[ceph-users] Re: Slow initial boot of OSDs in large cluster with unclean state

Anthony D'Atri Wed, 08 Jan 2025 06:56:39 -0800


> Just to check, are you recommending that at some point each week all PGs are 
> clean *at the same time*, or that no PGs should be unclean for more than a 
> week?


The former I think, so that the cluster is converged, which in turn enables the 
mons to cull old maps and compact their DBs.
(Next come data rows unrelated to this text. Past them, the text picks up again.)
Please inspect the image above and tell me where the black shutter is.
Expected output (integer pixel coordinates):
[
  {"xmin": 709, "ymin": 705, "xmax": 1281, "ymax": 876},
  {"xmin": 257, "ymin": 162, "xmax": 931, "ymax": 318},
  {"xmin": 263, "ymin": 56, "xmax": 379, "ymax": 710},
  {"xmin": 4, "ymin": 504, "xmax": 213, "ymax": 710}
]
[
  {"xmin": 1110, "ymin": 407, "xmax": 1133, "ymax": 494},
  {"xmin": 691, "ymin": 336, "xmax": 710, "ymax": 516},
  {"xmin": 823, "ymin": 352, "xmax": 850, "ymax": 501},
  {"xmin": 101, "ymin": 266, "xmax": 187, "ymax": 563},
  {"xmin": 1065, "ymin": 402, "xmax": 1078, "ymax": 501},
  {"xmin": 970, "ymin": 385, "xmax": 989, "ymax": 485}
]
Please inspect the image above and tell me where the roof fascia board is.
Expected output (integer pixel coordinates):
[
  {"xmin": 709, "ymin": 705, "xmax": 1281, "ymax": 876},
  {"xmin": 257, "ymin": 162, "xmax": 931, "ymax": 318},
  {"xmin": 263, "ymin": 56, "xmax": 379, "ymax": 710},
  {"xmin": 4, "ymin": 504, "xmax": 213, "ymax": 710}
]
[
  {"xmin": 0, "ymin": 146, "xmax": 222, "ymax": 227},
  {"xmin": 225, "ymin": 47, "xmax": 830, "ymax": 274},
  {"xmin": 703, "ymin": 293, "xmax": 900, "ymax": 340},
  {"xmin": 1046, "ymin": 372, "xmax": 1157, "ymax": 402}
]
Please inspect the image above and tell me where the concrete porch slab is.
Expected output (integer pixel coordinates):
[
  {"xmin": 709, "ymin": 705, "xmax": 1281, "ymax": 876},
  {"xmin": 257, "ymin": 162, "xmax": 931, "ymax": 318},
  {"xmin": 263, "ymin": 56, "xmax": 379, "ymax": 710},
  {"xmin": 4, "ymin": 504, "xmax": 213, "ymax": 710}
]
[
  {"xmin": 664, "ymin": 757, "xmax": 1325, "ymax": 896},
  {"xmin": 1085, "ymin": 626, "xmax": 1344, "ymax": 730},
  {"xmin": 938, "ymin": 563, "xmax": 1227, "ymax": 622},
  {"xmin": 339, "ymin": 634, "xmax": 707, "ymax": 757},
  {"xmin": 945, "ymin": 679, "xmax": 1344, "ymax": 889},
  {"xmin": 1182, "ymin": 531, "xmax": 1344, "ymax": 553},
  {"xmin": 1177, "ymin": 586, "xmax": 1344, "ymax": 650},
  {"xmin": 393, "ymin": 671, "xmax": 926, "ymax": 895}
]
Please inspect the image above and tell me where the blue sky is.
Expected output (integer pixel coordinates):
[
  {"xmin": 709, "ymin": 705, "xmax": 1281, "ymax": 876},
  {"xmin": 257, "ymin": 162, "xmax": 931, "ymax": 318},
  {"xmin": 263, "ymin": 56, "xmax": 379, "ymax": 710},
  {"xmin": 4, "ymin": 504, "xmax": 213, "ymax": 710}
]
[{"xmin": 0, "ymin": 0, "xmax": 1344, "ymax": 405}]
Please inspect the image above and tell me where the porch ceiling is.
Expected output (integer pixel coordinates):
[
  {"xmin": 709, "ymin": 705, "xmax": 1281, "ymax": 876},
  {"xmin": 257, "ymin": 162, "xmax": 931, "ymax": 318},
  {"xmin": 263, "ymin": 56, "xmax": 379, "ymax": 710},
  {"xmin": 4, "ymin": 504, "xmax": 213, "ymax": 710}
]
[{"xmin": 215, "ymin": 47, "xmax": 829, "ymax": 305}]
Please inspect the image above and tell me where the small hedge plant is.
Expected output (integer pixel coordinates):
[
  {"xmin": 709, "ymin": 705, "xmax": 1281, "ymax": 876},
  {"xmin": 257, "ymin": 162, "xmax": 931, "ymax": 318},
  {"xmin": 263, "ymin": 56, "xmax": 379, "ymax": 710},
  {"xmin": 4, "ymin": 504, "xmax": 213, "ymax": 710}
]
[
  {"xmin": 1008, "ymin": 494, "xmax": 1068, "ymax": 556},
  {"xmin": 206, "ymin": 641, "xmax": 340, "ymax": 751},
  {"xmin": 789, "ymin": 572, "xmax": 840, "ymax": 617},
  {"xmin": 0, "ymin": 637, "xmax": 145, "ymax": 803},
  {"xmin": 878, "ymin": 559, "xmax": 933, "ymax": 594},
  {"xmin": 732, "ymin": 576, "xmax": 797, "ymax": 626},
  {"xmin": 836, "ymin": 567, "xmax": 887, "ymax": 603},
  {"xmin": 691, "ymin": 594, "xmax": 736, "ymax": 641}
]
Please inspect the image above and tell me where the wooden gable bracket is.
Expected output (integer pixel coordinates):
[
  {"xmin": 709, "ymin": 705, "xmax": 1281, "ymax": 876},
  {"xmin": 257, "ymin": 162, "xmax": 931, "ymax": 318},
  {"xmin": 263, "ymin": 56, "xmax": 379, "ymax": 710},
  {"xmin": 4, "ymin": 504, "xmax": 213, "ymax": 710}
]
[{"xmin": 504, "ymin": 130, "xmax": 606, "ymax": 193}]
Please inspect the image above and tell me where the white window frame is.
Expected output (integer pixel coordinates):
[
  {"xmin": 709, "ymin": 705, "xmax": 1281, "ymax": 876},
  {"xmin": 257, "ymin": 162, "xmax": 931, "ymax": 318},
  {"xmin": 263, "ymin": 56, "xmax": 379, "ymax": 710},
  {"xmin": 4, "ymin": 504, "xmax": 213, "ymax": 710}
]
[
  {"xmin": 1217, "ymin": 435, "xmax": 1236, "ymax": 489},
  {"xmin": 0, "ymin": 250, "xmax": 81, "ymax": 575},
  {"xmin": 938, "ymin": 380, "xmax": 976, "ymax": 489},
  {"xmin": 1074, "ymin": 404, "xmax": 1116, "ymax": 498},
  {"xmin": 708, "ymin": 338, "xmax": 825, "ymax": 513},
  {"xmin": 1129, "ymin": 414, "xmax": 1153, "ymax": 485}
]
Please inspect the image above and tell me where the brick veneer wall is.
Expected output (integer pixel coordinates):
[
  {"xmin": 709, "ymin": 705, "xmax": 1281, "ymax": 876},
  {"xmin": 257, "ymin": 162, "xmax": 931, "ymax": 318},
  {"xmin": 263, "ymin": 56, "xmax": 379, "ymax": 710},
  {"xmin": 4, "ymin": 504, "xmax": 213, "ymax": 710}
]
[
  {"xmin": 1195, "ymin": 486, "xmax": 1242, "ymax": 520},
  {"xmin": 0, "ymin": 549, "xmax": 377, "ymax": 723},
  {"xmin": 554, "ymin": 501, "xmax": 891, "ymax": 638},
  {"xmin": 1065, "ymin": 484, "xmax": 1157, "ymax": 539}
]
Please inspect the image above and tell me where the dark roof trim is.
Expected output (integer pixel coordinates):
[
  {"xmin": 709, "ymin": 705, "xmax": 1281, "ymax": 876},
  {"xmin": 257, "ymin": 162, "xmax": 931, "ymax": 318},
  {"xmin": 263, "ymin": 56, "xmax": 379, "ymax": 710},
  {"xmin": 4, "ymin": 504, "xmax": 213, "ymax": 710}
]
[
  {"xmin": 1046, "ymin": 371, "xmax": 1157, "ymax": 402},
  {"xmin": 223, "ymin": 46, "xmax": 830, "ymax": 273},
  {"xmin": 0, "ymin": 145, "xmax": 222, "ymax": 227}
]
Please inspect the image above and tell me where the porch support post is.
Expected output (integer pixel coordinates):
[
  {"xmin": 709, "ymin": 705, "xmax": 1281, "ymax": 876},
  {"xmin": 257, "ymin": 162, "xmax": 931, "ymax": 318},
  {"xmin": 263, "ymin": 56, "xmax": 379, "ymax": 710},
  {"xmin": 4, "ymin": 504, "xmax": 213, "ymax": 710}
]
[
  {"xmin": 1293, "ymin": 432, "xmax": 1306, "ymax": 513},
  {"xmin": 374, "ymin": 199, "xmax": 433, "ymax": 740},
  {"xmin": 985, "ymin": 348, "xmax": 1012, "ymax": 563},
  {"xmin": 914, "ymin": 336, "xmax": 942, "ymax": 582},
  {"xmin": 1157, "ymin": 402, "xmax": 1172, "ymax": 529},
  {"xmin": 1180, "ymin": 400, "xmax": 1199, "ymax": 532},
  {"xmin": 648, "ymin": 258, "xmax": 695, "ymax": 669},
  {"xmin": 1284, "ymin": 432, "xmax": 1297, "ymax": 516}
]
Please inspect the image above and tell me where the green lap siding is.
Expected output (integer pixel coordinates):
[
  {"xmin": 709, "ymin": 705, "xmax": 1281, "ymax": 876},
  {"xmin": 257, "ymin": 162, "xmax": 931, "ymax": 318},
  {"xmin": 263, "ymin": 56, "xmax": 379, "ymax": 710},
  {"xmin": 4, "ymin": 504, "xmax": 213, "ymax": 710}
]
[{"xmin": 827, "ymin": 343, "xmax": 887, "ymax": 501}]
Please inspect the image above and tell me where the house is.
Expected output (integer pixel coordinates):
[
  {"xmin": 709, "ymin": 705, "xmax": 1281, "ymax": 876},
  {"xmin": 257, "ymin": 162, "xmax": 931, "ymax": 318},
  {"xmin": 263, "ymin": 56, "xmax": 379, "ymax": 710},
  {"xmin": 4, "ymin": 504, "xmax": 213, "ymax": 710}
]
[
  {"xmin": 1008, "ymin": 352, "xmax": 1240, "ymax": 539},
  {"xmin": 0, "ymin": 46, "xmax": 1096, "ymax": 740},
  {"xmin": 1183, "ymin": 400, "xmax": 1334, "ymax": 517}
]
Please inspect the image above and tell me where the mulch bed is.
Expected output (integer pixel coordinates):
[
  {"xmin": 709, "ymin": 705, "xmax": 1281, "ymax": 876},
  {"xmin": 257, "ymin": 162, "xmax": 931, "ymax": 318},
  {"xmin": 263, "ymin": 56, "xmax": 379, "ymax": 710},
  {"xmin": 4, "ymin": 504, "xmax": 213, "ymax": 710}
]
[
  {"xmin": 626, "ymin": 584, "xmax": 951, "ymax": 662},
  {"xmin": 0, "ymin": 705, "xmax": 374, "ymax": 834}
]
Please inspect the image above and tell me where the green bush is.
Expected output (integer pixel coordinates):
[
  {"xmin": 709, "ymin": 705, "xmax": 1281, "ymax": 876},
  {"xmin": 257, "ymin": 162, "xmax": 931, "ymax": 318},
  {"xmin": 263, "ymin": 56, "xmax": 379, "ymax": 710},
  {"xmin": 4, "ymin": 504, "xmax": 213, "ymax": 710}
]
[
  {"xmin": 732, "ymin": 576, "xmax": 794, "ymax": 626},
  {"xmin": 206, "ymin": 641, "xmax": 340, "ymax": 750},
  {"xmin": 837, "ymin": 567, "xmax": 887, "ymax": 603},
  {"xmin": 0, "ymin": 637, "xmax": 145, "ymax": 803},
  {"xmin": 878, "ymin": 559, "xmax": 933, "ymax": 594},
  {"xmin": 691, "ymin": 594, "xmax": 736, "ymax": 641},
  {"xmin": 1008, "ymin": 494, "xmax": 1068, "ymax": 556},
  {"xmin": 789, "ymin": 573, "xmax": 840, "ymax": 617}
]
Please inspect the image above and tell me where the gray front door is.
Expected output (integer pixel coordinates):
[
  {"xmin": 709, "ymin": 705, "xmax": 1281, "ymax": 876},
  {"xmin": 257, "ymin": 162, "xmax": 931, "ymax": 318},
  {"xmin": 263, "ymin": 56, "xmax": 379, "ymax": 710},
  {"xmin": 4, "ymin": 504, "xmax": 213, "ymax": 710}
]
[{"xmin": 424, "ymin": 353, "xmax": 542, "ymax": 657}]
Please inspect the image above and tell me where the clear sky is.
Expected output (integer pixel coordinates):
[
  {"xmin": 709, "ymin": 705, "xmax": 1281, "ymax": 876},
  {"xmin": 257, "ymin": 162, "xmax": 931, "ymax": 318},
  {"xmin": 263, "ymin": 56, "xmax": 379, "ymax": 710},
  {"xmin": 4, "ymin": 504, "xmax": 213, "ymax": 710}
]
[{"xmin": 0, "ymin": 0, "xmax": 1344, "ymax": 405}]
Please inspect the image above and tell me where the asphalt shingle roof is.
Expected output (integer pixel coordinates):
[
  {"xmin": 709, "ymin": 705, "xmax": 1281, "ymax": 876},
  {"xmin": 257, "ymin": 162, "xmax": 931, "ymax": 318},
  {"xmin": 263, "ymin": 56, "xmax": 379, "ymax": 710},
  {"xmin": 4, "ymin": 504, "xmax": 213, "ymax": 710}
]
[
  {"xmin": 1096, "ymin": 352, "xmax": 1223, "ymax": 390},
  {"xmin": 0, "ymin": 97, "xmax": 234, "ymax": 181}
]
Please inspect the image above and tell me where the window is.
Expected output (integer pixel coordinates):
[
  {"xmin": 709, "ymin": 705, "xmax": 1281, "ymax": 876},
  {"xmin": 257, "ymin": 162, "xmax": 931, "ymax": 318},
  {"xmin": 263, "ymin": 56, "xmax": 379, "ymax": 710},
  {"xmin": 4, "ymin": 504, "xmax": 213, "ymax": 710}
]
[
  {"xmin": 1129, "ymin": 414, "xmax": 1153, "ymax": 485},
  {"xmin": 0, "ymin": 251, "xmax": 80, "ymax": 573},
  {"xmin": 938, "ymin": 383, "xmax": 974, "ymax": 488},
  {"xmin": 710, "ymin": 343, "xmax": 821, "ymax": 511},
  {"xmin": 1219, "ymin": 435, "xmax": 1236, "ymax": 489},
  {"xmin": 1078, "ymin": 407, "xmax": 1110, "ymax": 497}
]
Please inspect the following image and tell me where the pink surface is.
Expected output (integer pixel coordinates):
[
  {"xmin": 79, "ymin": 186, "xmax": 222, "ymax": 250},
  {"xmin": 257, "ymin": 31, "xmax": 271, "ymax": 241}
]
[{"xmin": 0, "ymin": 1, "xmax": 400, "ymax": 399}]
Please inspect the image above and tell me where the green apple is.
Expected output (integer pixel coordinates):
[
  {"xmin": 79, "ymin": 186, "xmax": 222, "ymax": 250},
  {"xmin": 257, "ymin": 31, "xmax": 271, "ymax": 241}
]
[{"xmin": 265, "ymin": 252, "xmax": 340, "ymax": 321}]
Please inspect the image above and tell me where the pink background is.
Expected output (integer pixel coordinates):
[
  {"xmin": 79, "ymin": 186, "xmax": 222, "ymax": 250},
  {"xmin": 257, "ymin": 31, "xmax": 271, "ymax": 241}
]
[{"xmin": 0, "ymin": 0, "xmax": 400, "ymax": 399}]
> The latter absolutely makes sense, but the former can be quite hard to manage 
> sometimes this cluster, with about one drive failure a week we're somewhat at 
> the mercy of probability. We do always try and aim for 'clean-ish' every so 
> often though :)

I think Dan’s suggestion of upmap-remapped is intended to address that, it lets 
one (temporarily) convince the cluster that there are no PGs / RADOS objects 
remapped / backfilling / recovering, so that the old maps can be released and 
everything compacted.


> Also, just to double check my understanding here, the cluster needs to keep 
> hold of osdmaps going back to the point at which the currently unclean PGs 
> were last clean?

At PG granularity, I think so.

> So if a cluster has a bunch of backfill being queued continuously for a 
> month, but individual PGs get remapped and then backfilled quickly (e.g. 
> ~1day), the cluster only needs to hold onto maps for the day, rather than the 
> entire month period? Or am I missing something?

I suspect that the actual experience may be different, that PG convergence 
isn’t strictly a FIFO.  

> The above is how I would imagine an even larger cluster would operate, with 
> the expectation is that there will always be at least one non-clean PG at any 
> time

Dan made that important observation like ten years ago at an OpenStack Summit ;)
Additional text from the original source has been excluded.